In response to Novo’s unsolicited proposal, Pfizer filed its first lawsuit in the Delaware Court of the Chancery against Metsera, its board, and Novo claiming breach of contract, breach of fiduciary duty, and tortious interference and seeking a preliminary injunction.  The court ultimately denied Pfizer’s motion for a preliminary injunction.

But Pfizer had other cards to play.  In conjunction with its contractual claims, Pfizer began an antitrust campaign to halt Novo’s acquisition of Metsera, filing a second lawsuit against Metsera, its board, and Novo in the District of Delaware.  In its complaint, Pfizer alleged that Novo, who has a 50% market share of GLP-1s, offered a $6.5 billion payment to Metsera, to protect its dominant position.  The structure of the payment was purportedly designed to avoid initial antitrust regulatory review, as it would allow Metsera to “immediately and permanently dividend that cash to its shareholders” before reporting the transaction.  The complaint goes on to allege that the defendants knew that Novo’s “dominant market position” in GLP-1s likely meant the merger would be blocked, but they did not “care.”  That fact is bolstered by a merger closing date of nearly two and half years from the consummated agreement, meaning Novo and Metsera did not view this transaction as critical or timely, but instead wanted to ensure the Metsera stockholders got their money up front.  Pfizer ultimately alleged that this payout agreement between defendants violates Sections 1 and 2 of the Sherman Act, and Section 7 of the Clayton Act.

Simultaneous to the filing of the antitrust complaint, the Federal Trade Commission sent letters to Novo and Metsera asserting that the agreement may violate federal requirements for a premerger filing under the Hart-Scott-Rodino Act.  Mere days thereafter, Pfizer again re-upped its offer and Metsera relented—agreeing to a revised transaction value with Pfizer that greatly increased the purchasing price of the company.  In its press statement, Metsera’s board underscored that antitrust risks, including “a call” from the FTC, presented “unacceptably high legal and regulatory risks” for the company to move forward on the Novo proposal.

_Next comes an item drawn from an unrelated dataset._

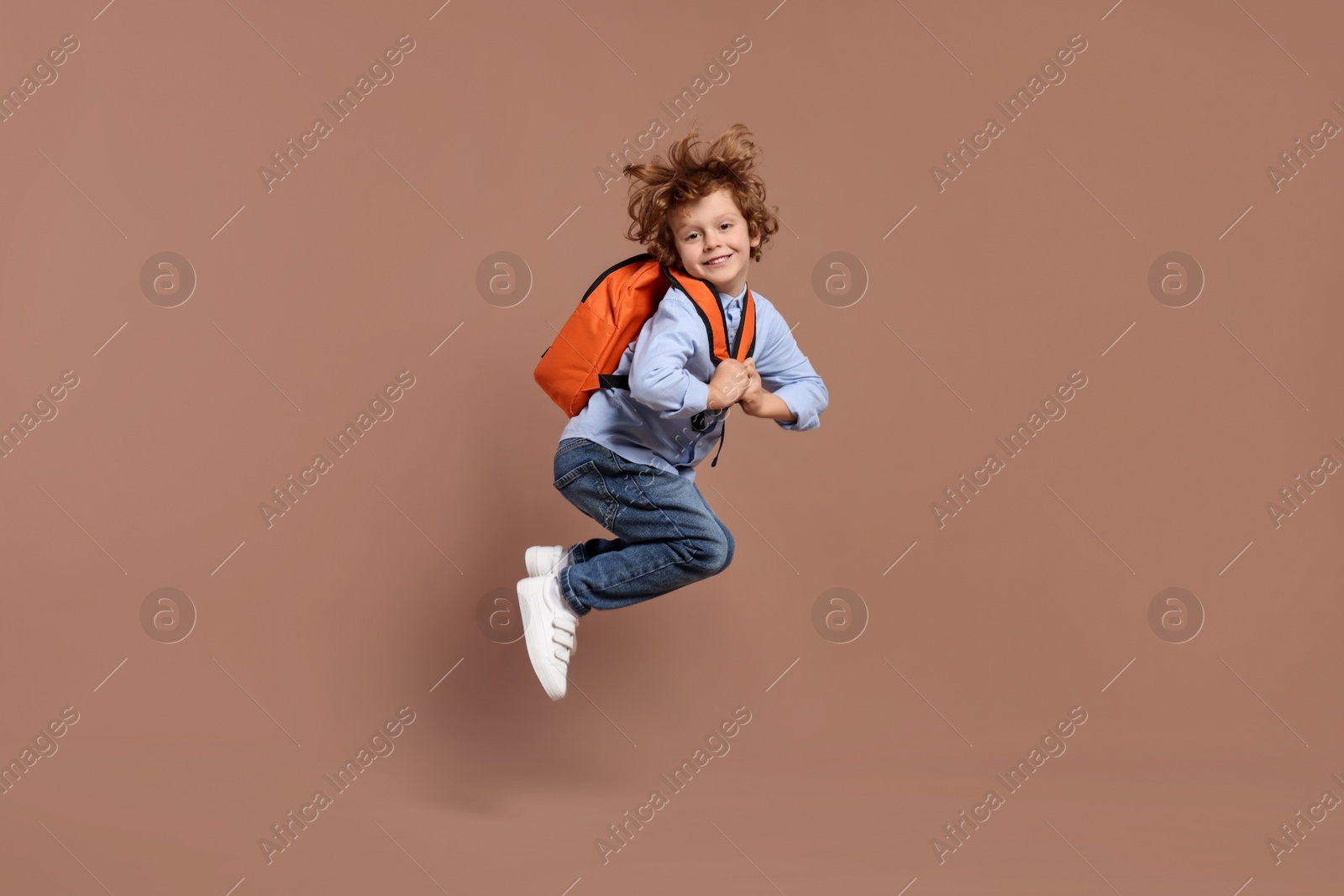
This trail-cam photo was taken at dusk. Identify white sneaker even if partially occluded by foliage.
[524,544,580,657]
[526,544,570,575]
[517,571,578,700]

The winding road leading to Pfizer’s acquisition of Metsera underscores that for large companies, the antitrust laws are not only a shield but can also act as a sword.  Publicly traded companies, like Pfizer, are often faced with potentially anticompetitive conduct by their rivals, including acquisitions designed to cement a competitor’s market power.  Companies should always consult antitrust counsel on the viability of potential claims to determine whether the antitrust laws can be used not only for their own benefit, but also to benefit the public writ large.